Defunct BitTorrent index TorrentSpy has been ordered to pay more than $110 million in damages for copyright infringement. From News.com:
The judge ordered TorrentSpy to pay $30,000 per copyright infringement — for 3,699 films and shows. That works out to be worth $110,970,000.
TorrentSpy shut down its site in March. Ira Rothken, TorrentSpy’s attorney in the copyright suit, tells News.com the company declared bankruptcy last week, a fact he says will be lost amidst the judgment’s large dollar figure:
“What is really going on here is a Hollywood public-relations stunt,” Rothken said. “The reason for the size of the judgment was so a bunch of news organizations would write that ‘a $100 million judgment was issued against a bunch of pirates’ when, in fact, it was declared against a company with no appreciable assets that has already declared bankruptcy.”
TorrentSpy plans to appeal the decision.
The judge overseeing the case ruled against TorrentSpy in December after allegations of evidence destruction surfaced. From a Dec. 2007 report:
TorrentSpy operators intentionally modified or deleted directory headings naming copyrighted titles and forum posts that explained how to find specific copyrighted works; concealed IP addresses of users; and withheld the names and addresses of forum moderators, the court found. They had earlier been fined $30,000 for violations of discovery orders and were warned of severe sanctions if they continued to ignore the orders.
These actions may have obscured the underlying legal issues in the TorrentSpy case, specifically TorrentSpy’s assertion that it was a search index, not a file host. The Electronic Frontier Foundation (EFF) analyzed this angle in 2006:
… that’s the important question raised by the TorrentSpy lawsuit: what’s the difference between a “good” index and a “bad” index, and is that a distinction that copyright law can effectively make?
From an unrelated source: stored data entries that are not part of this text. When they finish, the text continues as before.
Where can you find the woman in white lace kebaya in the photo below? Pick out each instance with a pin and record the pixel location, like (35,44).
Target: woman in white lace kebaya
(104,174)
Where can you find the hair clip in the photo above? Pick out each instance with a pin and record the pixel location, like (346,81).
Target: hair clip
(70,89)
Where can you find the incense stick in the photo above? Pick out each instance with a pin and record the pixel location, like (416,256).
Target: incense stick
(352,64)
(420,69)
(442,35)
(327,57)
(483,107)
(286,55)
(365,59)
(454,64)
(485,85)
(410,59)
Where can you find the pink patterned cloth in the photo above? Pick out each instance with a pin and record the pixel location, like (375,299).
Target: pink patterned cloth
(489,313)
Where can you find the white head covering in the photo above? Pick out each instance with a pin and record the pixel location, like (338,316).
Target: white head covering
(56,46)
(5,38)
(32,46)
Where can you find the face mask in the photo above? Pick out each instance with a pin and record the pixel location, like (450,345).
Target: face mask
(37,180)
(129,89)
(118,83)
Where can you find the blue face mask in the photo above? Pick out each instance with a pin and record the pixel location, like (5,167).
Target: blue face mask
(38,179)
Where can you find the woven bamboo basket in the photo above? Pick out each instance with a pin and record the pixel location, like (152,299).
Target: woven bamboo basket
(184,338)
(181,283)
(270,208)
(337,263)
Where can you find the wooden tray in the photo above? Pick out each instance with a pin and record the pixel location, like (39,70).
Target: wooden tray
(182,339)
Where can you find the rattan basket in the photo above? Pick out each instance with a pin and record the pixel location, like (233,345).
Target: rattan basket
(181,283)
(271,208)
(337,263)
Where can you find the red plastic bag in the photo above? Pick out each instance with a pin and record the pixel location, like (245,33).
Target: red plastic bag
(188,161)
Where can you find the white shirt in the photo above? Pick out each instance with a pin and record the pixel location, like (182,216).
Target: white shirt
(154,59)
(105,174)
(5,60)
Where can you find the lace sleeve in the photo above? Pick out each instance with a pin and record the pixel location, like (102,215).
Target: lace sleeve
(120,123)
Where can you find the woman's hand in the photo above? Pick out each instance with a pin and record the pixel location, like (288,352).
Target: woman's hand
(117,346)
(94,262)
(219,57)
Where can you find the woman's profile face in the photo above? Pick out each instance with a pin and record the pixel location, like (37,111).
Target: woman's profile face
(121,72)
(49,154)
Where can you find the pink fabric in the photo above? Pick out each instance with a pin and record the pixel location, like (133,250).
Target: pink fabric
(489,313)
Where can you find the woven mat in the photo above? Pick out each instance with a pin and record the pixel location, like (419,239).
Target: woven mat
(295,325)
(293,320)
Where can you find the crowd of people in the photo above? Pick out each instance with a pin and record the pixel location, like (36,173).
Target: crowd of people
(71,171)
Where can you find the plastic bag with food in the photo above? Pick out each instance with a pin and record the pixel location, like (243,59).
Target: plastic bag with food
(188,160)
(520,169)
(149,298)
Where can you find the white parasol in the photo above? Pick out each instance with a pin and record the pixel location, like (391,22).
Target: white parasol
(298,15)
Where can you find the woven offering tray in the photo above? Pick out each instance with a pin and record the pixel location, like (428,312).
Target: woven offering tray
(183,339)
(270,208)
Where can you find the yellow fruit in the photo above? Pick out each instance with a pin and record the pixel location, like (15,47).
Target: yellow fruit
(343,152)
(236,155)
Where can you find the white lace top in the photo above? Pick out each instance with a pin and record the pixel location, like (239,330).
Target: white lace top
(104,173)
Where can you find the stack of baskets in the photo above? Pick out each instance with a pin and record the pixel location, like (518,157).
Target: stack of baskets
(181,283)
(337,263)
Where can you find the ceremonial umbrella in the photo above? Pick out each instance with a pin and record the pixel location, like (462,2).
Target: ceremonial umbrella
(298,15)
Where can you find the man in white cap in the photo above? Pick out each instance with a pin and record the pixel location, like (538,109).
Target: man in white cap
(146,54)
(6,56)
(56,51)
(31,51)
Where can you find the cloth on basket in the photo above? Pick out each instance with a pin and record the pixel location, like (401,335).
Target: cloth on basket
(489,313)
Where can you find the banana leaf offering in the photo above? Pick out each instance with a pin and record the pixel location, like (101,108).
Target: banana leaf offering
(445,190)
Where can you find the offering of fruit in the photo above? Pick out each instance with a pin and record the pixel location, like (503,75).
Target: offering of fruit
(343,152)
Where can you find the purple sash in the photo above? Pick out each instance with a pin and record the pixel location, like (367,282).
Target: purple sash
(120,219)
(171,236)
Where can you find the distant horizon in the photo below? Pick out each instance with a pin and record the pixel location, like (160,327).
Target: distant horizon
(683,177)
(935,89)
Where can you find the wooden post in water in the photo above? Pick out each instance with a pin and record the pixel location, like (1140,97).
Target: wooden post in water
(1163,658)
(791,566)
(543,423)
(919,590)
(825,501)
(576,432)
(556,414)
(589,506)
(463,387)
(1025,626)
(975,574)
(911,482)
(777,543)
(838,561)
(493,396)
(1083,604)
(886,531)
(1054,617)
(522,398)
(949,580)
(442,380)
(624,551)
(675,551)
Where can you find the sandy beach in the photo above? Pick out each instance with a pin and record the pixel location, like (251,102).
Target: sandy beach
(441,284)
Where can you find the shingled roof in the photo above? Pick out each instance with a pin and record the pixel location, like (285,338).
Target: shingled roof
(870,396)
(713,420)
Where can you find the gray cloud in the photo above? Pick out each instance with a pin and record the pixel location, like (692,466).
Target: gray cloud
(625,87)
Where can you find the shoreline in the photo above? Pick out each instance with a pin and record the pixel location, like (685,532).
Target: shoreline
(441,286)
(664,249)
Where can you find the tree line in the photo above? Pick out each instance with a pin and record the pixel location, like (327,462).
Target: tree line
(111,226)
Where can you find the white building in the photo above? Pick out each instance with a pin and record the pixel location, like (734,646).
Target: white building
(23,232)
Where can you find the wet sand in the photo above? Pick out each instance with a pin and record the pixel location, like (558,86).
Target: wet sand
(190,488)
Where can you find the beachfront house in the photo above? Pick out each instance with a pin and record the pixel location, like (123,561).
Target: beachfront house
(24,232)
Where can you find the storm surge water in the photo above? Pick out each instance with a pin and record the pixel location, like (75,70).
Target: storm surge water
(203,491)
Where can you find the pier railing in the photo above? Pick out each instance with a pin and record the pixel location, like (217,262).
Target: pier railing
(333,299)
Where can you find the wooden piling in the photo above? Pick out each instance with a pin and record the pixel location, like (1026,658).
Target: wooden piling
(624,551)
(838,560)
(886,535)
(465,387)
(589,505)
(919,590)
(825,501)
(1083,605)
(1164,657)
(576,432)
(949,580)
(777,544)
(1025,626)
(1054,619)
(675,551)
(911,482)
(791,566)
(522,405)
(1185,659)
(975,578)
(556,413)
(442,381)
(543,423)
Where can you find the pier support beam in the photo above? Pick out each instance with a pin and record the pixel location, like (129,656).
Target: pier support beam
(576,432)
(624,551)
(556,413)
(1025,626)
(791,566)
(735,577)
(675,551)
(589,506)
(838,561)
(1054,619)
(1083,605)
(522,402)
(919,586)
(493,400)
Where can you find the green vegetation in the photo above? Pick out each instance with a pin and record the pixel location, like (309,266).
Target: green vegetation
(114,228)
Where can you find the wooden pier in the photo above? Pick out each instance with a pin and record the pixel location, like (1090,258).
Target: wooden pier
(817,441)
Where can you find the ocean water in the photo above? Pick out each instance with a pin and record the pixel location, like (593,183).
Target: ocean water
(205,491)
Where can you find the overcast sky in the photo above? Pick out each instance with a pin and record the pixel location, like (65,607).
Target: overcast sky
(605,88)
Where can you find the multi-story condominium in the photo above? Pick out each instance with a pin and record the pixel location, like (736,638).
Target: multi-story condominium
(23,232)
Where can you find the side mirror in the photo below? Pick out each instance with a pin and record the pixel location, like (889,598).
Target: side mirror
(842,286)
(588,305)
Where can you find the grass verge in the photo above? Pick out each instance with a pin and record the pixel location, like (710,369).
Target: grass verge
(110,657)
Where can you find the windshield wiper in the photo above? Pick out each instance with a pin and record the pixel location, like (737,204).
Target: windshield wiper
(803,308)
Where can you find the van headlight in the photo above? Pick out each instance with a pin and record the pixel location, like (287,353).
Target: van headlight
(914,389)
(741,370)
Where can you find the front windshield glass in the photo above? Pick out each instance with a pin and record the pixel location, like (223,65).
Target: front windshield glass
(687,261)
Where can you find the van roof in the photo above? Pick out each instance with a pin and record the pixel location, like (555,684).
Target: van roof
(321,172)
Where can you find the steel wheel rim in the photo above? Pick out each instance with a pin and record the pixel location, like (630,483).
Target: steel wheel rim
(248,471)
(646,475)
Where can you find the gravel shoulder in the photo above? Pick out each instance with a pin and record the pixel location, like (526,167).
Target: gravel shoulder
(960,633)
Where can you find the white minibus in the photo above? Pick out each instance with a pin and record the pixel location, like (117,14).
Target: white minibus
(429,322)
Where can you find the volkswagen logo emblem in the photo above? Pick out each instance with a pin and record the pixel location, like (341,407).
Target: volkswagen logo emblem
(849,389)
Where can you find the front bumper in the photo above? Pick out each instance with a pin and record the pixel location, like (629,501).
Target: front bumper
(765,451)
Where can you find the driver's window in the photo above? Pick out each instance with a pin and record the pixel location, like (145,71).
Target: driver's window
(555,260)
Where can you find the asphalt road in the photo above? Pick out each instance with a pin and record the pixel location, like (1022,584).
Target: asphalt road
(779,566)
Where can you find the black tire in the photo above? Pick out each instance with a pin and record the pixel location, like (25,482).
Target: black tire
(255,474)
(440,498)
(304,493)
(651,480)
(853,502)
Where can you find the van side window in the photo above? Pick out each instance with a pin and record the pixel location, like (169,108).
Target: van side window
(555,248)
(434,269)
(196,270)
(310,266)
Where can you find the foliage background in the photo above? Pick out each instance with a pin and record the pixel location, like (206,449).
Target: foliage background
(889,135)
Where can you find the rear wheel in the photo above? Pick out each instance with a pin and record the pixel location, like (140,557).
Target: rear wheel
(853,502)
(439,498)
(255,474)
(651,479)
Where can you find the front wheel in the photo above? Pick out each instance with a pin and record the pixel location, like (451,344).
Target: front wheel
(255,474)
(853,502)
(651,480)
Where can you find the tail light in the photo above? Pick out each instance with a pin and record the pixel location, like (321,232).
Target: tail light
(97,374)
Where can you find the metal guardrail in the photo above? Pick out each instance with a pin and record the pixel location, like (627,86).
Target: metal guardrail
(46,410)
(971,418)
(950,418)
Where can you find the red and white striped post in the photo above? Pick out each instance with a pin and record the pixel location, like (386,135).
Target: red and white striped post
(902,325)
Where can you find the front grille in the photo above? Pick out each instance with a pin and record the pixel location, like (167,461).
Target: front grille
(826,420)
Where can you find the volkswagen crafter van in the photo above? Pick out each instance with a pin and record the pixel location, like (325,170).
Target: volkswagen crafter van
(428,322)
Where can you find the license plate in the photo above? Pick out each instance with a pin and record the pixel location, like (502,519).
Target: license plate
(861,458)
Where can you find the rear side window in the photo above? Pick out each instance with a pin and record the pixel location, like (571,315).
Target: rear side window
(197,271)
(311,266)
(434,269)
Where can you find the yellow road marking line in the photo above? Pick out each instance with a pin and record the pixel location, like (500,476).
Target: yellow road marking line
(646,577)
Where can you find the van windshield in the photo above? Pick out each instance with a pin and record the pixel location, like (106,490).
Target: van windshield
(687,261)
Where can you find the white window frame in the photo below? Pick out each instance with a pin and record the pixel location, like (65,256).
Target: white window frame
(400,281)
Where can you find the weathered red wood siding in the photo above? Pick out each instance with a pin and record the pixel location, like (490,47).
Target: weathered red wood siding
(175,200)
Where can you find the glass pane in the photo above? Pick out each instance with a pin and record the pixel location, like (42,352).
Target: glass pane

In 1998, when Congress passed the DMCA’s “safe harbor” provisions, it seemed to be saying that indexes should be shielded from copyright claims, so long as they implemented a “notice-and-takedown” procedure. The TorrentSpy suit (as well as the MP3Board.com lawsuit) suggests that the entertainment industry wants to renegotiate that bargain in court. The result could have important implications not just for torrent indexes, but for all online index and search services.